E’ ciò che la museologia chiama “risonanza”, definita con grande chiarezza da Stephen Greenblatt come “ … il potere di cui è dotato l’oggetto esposto di varcare i propri limiti formali per assumere una dimensione più ampia, evocando in chi lo guardi le forze culturali complesse e dinamiche da cui è emerso e di cui l’osservatore può considerarlo un campione rappresentativo.”
Ecco dunque che ritorna l’idea dell’evocazione, a cui abbiamo più volte accennato in precedenza: evocare significa letteralmente presentare alla mente per suggestione della memoria. E la memoria, come e dove si è costruita?

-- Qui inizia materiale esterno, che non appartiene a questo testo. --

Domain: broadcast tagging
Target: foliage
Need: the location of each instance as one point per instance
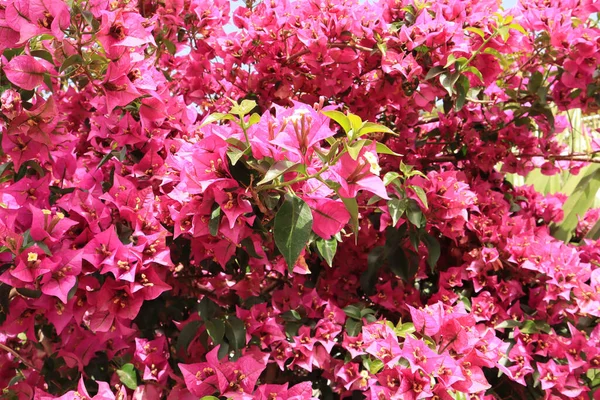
(315, 205)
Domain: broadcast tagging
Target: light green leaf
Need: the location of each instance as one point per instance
(383, 149)
(370, 127)
(433, 72)
(478, 31)
(215, 220)
(340, 118)
(128, 376)
(278, 169)
(396, 208)
(356, 123)
(216, 330)
(244, 108)
(578, 203)
(292, 228)
(327, 249)
(355, 148)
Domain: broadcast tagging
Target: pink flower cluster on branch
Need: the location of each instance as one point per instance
(311, 206)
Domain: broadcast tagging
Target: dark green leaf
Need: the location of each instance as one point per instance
(216, 330)
(535, 82)
(375, 260)
(292, 228)
(207, 309)
(353, 326)
(235, 331)
(352, 207)
(399, 264)
(278, 169)
(43, 54)
(187, 334)
(353, 312)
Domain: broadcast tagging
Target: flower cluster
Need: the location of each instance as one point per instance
(310, 205)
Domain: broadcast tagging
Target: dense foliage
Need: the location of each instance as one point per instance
(314, 204)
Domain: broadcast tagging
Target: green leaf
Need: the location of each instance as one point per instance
(509, 323)
(594, 233)
(356, 123)
(396, 208)
(353, 311)
(399, 264)
(30, 293)
(405, 329)
(207, 309)
(340, 118)
(327, 249)
(292, 228)
(478, 31)
(450, 61)
(353, 326)
(373, 365)
(433, 249)
(235, 154)
(187, 334)
(253, 120)
(244, 108)
(43, 54)
(433, 72)
(383, 149)
(291, 316)
(278, 169)
(530, 327)
(128, 376)
(370, 127)
(462, 88)
(215, 220)
(355, 148)
(518, 27)
(223, 351)
(390, 177)
(414, 214)
(368, 279)
(420, 194)
(216, 330)
(75, 59)
(214, 117)
(535, 82)
(504, 32)
(474, 71)
(578, 203)
(448, 80)
(235, 331)
(170, 46)
(352, 207)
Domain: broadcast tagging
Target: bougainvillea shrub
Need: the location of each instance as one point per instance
(297, 200)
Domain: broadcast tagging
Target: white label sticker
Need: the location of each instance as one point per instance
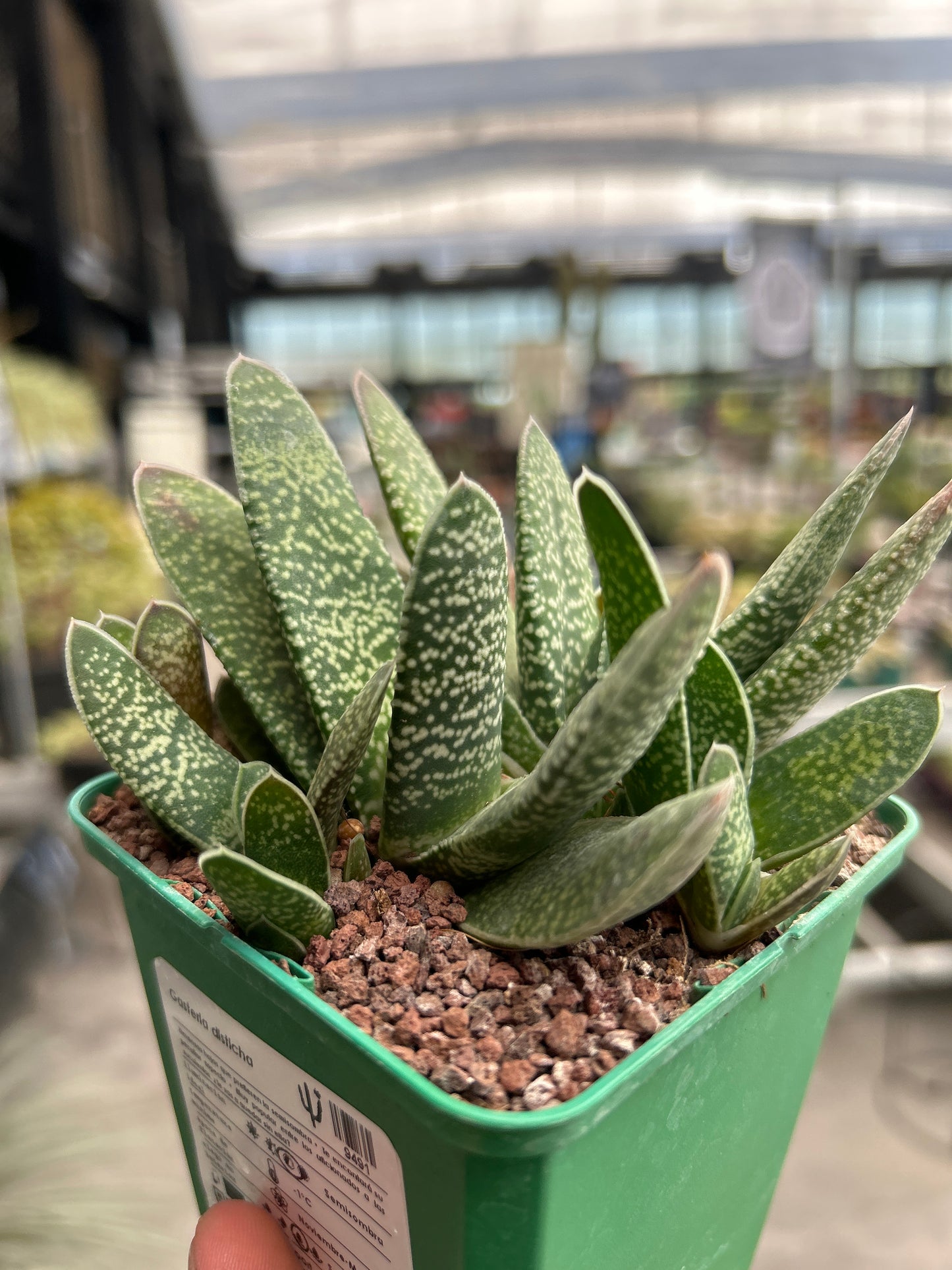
(267, 1132)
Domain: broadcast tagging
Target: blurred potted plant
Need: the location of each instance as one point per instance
(567, 766)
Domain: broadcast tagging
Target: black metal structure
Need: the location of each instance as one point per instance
(108, 208)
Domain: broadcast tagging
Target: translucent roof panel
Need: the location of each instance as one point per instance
(353, 134)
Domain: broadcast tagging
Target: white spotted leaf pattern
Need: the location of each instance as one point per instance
(279, 831)
(276, 913)
(712, 890)
(556, 616)
(165, 759)
(609, 728)
(200, 539)
(345, 752)
(818, 656)
(790, 589)
(632, 590)
(826, 779)
(169, 644)
(120, 627)
(412, 484)
(446, 733)
(597, 874)
(335, 590)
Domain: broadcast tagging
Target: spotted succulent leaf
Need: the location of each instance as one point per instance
(249, 775)
(242, 730)
(446, 732)
(335, 590)
(519, 742)
(664, 768)
(744, 898)
(169, 644)
(709, 894)
(632, 587)
(357, 867)
(165, 759)
(412, 483)
(276, 913)
(790, 589)
(632, 590)
(719, 712)
(556, 618)
(828, 644)
(779, 896)
(820, 782)
(609, 728)
(279, 831)
(120, 627)
(200, 539)
(597, 874)
(345, 752)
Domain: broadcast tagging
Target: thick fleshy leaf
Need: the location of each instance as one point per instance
(826, 779)
(249, 775)
(412, 483)
(719, 712)
(512, 656)
(711, 890)
(597, 874)
(819, 654)
(632, 587)
(519, 742)
(328, 573)
(201, 541)
(178, 771)
(446, 734)
(120, 627)
(609, 728)
(744, 898)
(556, 616)
(345, 751)
(357, 867)
(169, 645)
(281, 832)
(242, 730)
(790, 589)
(779, 896)
(276, 913)
(632, 590)
(664, 770)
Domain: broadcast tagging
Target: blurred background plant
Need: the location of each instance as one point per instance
(78, 549)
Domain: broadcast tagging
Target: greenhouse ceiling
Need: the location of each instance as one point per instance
(354, 134)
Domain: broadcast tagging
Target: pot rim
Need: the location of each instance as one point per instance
(608, 1090)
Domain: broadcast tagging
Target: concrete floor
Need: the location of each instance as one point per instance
(857, 1193)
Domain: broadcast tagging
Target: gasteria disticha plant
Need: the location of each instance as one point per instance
(569, 761)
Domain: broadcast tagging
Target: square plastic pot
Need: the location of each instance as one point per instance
(668, 1163)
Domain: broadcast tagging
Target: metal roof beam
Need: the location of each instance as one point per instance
(466, 163)
(230, 105)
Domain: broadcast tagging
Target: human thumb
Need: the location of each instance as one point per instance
(239, 1236)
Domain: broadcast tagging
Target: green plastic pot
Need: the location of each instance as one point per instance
(668, 1163)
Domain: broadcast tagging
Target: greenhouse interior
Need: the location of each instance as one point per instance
(708, 249)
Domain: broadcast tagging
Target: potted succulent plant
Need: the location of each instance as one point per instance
(569, 1014)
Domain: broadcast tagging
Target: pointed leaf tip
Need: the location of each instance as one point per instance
(331, 581)
(831, 642)
(597, 874)
(790, 589)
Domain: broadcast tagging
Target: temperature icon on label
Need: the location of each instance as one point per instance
(290, 1163)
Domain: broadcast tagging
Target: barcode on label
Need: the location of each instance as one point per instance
(352, 1133)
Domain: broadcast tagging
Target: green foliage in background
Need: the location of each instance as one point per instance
(57, 417)
(568, 766)
(78, 549)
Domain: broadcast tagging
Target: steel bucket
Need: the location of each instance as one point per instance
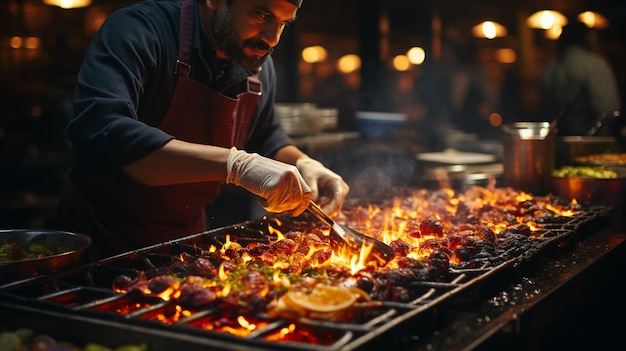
(528, 156)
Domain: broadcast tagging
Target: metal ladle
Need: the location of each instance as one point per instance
(600, 121)
(342, 236)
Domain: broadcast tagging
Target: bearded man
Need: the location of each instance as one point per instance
(175, 98)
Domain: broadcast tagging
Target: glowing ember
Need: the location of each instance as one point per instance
(429, 232)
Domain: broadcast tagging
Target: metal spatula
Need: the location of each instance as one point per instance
(342, 236)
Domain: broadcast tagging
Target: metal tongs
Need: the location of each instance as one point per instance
(342, 236)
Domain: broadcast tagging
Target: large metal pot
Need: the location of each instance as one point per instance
(528, 156)
(69, 250)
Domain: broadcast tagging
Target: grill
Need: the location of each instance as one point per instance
(81, 304)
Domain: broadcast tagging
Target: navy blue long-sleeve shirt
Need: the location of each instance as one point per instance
(127, 80)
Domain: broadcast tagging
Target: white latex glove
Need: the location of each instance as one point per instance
(328, 189)
(279, 184)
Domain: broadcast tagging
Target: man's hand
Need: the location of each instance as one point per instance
(328, 189)
(280, 185)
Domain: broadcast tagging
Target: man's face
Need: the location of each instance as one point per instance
(245, 31)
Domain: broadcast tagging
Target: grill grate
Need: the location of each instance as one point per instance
(84, 298)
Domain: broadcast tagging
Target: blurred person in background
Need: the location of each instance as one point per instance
(578, 85)
(166, 113)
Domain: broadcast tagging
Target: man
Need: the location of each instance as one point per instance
(174, 98)
(578, 86)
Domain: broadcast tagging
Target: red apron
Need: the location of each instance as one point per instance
(126, 215)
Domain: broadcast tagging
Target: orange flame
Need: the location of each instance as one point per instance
(244, 323)
(275, 231)
(221, 273)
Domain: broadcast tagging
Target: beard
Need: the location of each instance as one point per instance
(228, 41)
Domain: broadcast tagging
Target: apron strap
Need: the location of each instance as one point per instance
(183, 66)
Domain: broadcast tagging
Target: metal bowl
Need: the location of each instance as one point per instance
(70, 251)
(593, 191)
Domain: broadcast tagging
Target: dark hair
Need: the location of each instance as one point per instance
(574, 33)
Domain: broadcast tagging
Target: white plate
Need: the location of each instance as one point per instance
(456, 157)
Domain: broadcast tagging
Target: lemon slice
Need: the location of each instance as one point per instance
(323, 298)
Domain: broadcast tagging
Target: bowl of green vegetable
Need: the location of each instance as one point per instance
(28, 253)
(590, 185)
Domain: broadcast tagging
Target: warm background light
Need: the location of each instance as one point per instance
(349, 63)
(546, 19)
(489, 30)
(401, 63)
(68, 4)
(416, 55)
(593, 20)
(313, 54)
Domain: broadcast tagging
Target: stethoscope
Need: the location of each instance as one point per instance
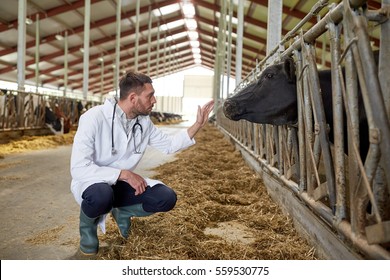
(136, 126)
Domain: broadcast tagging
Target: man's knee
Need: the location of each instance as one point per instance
(97, 200)
(164, 199)
(170, 201)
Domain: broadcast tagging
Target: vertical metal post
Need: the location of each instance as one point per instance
(21, 59)
(338, 120)
(136, 36)
(239, 43)
(149, 38)
(37, 41)
(87, 19)
(22, 11)
(384, 66)
(117, 47)
(218, 69)
(158, 49)
(66, 63)
(274, 24)
(101, 78)
(274, 36)
(229, 47)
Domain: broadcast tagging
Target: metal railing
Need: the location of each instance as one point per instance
(349, 192)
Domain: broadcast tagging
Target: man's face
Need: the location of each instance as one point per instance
(145, 101)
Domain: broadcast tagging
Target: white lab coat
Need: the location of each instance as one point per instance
(92, 160)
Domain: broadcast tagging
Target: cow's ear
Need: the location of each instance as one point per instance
(289, 69)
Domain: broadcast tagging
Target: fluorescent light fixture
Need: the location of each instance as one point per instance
(188, 10)
(234, 20)
(196, 50)
(193, 35)
(166, 10)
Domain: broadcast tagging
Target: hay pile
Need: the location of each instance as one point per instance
(216, 192)
(28, 143)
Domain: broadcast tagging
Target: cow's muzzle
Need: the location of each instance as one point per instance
(231, 110)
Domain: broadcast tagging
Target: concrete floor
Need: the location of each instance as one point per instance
(38, 215)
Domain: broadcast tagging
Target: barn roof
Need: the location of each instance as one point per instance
(182, 37)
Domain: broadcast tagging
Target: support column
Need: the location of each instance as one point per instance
(117, 68)
(136, 46)
(21, 63)
(87, 19)
(240, 34)
(274, 25)
(65, 63)
(37, 41)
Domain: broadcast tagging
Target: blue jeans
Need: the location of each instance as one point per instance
(100, 198)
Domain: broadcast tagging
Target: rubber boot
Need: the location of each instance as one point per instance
(89, 242)
(122, 216)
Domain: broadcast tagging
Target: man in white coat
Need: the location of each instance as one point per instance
(110, 141)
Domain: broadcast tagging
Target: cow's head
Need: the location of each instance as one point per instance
(269, 100)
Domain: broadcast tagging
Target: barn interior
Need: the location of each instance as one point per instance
(62, 53)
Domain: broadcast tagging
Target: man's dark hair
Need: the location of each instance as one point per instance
(132, 82)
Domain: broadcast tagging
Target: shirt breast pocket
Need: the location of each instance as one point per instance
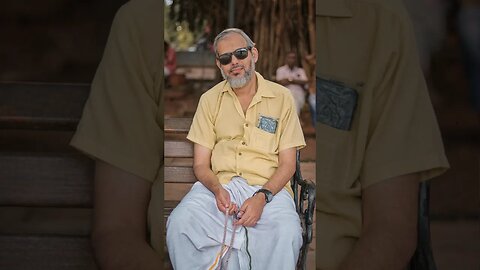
(264, 141)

Certamente attraverso percorsi di studio, ma sicuramente anche su percorsi esperienziali che ciascuno di noi ha fatto e fa nella propria quotidianità. Quotidianità che in larga misura si esprime nella città, quella città a cui dunque l’evocazione rimanda per trovare riscontri, conferme, approfondimenti ma anche cambiamenti, correzioni, nuove chiavi di lettura a ciò che la memoria ci ha consegnato.
Evocare diventa dunque una strategia chiara di percorso per i musei strettamente legati alla città e al suo divenire e parte del suo incessante movimento e mutamento.
A questo proposito paiono particolarmente illuminanti le parole di una museologa americana (Gaynor Kabanagh) che scrive: “In definitiva l’allestimento presenterà l’oggetto in una forma di realtà negoziata fra tutto quello che l’oggetto può rappresentare, le necessità dell’allestimento, l’ideologia generale del museo, le competenze e gli interessi dei curatori.” 9
Ciò significa che ogni museo parla la lingua del proprio tempo, della società di cui diventa strumento di rappresentazione, della cultura di coloro che sono stati chiamati a progettarlo: una lingua che si evolve e che si trasforma, mutando il rapporto tra i significati e i segni, cioè gli oggetti, essi stessi parole che vanno strutturate in un discorso.
In un museo così impostato un ruolo importante sarà giocato anche dagli strumenti e dalle installazioni che la virtualità e la multimedialità mettono oggi a disposizione per i musei; infatti proprio per sottolineare ancora una volta che il servizio educativo del museo non si esaurisce nelle sue sale ma rimanda a ciò che sta fuori, appare auspicabile l’ affiancamento degli oggetti-documento agli apparecchi, schermi, simulazioni, installazioni interattive, a tutto ciò che rientra potremmo dire nella sfera virtuale- tecnologica e che aiuta a uscire, rimanda a patrimoni , materiali e immateriali, conservati nella città e sul territorio. Questi strumenti amplieranno ulteriormente le potenzialità del museo di presentarsi come luogo di orientamento, orientamento che può essere inteso in due accezioni tra loro complementari: da una parte per percorsi di apprendimento e per conoscenze sulla storia della città che potranno essere perseguiti uscendo dal museo(inteso come luogo fisico). Dall’altra, orientamento inteso in senso più ampio come servizio offerto al pubblico: come infatti è stato osservato, il crescente carico di responsabilità posto sugli adulti, in quanto discenti autodidatti a cui spetta il compito di costruire il proprio percorso di apprendimento, rende questo servizio decisamente necessario. Al museo viene dunque riconosciuto anche il ruolo fornire con competenza e professionalità orientamento e consulenza imparziale sulla gamma delle proposte formative offerte dai musei, le possibilità e i percorsi di qualificazione,i collegamenti con altri enti poiché i musei “hanno l’importante ruolo di sensibilizzare le persone sulle questioni che sono essenziali per l’intera comunità.” 10
In conclusione, l’immagine che potrebbe rappresentare il Museo della città oggi è ancora una volta un’immagine legata al movimento e ai luoghi di passaggio: è quella di un “Hub”, l’aeroporto in cui si incrociano, partono, arrivano percorsi diversi e opposti, aperto a tutto il mondo; punto di incontro e di sosta per ripartire poi per nuovi itinerari.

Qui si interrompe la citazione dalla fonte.